In the poem “Let me be a Noah”, the poet condemns social dislocation due to greed and ostentatious life style. In the poem “I saw” he is against insensitive political leadership; in the poem “Tomorrow’s Masters” he details a sordid classroom environment in which young pupils are bound to learn; in “Mbolombolo” there is juxtaposition between opulence and penury, nonchalance and exploitation; in the poem “Where to, All alone?” the poet sees glittering limousines gliding on crowded dusty lanes”; in the poem “Because I am an Anglo” he raises the Southern Cameroon Question that is being wrapped in barbed wires while the Anglo persona is being devalued daily; in “Give us a chance” he brings us face to face with democracy for the old by the old while children languish in psycho-physical chains”; in his poem “Bimbia” he graphically takes us through the gruesome journey of slave trade where villages were emptied of undulating muscled men ferried to farms in the America to excavate their wealth or in the poem “Of Happenings Estranged” in which the poet conjures imperialist conspiracy theories as our patrimony is surrendered to “Voltaire’s heirs”.
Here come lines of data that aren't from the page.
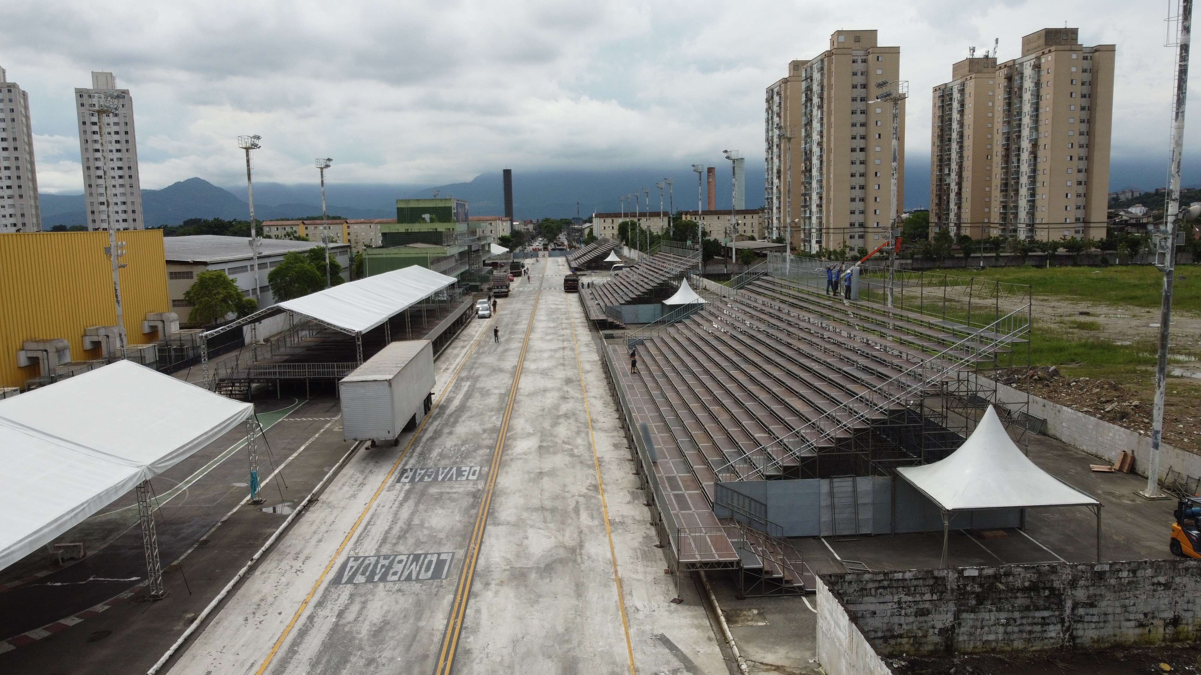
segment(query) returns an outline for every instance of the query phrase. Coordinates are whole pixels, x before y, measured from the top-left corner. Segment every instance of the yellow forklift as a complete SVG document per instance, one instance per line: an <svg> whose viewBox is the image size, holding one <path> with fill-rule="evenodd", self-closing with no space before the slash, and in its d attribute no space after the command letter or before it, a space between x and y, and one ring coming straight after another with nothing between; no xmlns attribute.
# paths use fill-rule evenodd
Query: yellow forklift
<svg viewBox="0 0 1201 675"><path fill-rule="evenodd" d="M1201 557L1201 497L1184 497L1176 503L1172 512L1176 522L1172 524L1172 538L1167 548L1172 555L1182 557Z"/></svg>

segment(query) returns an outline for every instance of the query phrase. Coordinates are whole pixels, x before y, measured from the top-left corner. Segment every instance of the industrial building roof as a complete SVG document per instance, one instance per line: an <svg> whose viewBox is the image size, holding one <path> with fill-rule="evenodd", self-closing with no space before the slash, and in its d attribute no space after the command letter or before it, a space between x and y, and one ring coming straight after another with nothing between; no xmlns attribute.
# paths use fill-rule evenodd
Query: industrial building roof
<svg viewBox="0 0 1201 675"><path fill-rule="evenodd" d="M319 241L293 241L291 239L263 239L259 256L307 251L321 246ZM331 249L349 244L330 244ZM250 238L221 237L219 234L193 234L191 237L163 237L162 249L169 263L223 263L249 259Z"/></svg>

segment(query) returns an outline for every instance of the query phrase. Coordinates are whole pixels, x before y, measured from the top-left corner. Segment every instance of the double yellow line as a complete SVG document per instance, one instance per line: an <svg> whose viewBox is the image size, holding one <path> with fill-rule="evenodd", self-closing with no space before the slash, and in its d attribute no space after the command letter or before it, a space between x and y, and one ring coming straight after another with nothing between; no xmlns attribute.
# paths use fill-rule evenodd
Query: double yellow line
<svg viewBox="0 0 1201 675"><path fill-rule="evenodd" d="M496 319L494 318L492 321ZM490 321L489 323L492 322ZM292 628L295 627L297 621L300 619L300 615L304 614L305 608L307 608L309 603L312 602L312 597L317 595L317 589L321 587L322 581L325 580L325 577L329 575L329 572L334 568L334 565L337 562L337 558L341 557L342 550L346 549L346 544L351 543L351 538L354 536L354 532L358 531L359 525L363 525L363 520L366 518L368 512L371 510L371 506L375 504L377 498L380 498L380 494L383 492L383 489L388 485L388 480L390 480L392 476L396 472L396 468L400 466L401 460L404 460L405 456L408 455L410 448L412 448L413 443L417 442L417 437L420 436L422 429L425 428L425 423L434 417L434 411L437 410L438 405L442 404L442 399L446 398L447 392L450 390L450 386L454 384L455 378L459 377L459 371L462 370L462 366L467 365L467 360L471 359L472 352L474 352L476 347L479 346L479 342L480 340L484 339L484 335L488 335L488 325L484 325L484 329L479 331L479 336L476 338L476 341L471 345L471 348L467 350L466 354L464 354L462 360L459 363L459 366L454 369L454 375L450 376L450 380L447 380L447 386L442 388L442 393L438 394L437 400L434 401L434 405L430 407L430 413L426 414L422 419L422 423L417 425L417 430L413 431L413 437L408 440L408 443L405 446L405 449L401 450L400 456L396 458L396 461L392 465L392 468L388 470L388 476L384 476L383 482L380 483L380 486L376 488L375 494L371 495L371 501L368 502L368 506L363 507L363 513L359 514L359 518L354 521L354 525L351 527L351 531L347 532L346 537L342 538L342 543L339 544L337 550L334 551L334 556L329 558L329 562L325 565L325 569L323 569L321 572L321 577L318 577L317 580L313 581L312 589L309 589L309 595L305 596L304 602L300 603L300 607L297 609L295 614L292 615L292 621L288 621L288 625L283 628L283 633L281 633L280 638L275 640L274 645L271 645L271 651L268 652L267 658L263 659L262 665L258 667L258 670L255 671L255 675L263 675L263 673L267 670L267 667L270 665L271 661L275 659L275 655L280 651L280 647L283 646L283 640L286 640L288 635L292 633ZM521 369L520 366L518 366L518 372L520 371Z"/></svg>
<svg viewBox="0 0 1201 675"><path fill-rule="evenodd" d="M450 668L454 665L455 650L459 647L459 634L462 632L464 616L467 613L467 596L471 595L471 581L476 575L476 561L479 560L479 548L484 540L484 527L488 525L488 512L496 489L496 477L501 472L501 453L504 452L504 438L508 436L509 419L513 417L513 402L518 398L518 384L521 382L521 366L525 364L526 351L530 348L533 318L538 313L538 300L542 298L542 285L546 280L545 271L542 276L543 280L538 285L538 293L533 297L533 307L530 310L530 323L526 325L525 339L521 341L521 354L518 357L518 369L513 374L513 384L509 387L509 400L504 406L501 430L496 436L496 448L492 450L492 464L488 472L488 482L484 485L484 496L479 501L479 510L476 512L476 526L471 532L471 540L467 543L462 572L459 573L459 585L455 587L454 604L450 607L450 617L447 620L446 633L442 638L442 650L438 653L438 664L434 669L435 675L449 675Z"/></svg>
But, most of all, his title poem “Messing Manners” is a frontal indictment on sexual orientation. The author’s abhorrence for homosexuality and trans-sexuality is evoked with the use of rhetoric questions ominous of threats and human catastrophe. Hear him “If you gender your gender, dare not adopt fruit of his gender, dare not birth-certificate gem of her gender, for new world you madly mould”. This title poem can be summarised in this mind searching rhetorical question “If his masculinity were to feminise his masculinity, if her feminity were to masculinise his feminity, where would you have emerged to sprint around like mouse chased from hole by hot water?”

In his poems of protest, the poet places the debate on society’s moral decadence in the heart and the head of the reader. His use of parallelism or the repeated use of words, clauses or phrases, does not only create a cadence of emphasis but one whose effects is meant to stir our emotion. Because he uses reason and emotional appeal to convince us to think or act in a certain manner, his poems of protest can be considered poems of persuasion rather propaganda.

While in the poems of piety he acts like a gadfly pleading for a covenant between Man and God, in his poems of protest he is like a housefly settling on the wounds of society. Here he assumes the role of a poet-politician on the podium and a poet-physician on a platform. Indeed, every time we read poems in this category we come out like patients who having been consulted in the hospital of morality, now have reason to be prescribed a social vaccine against the ebolarisation of human decency.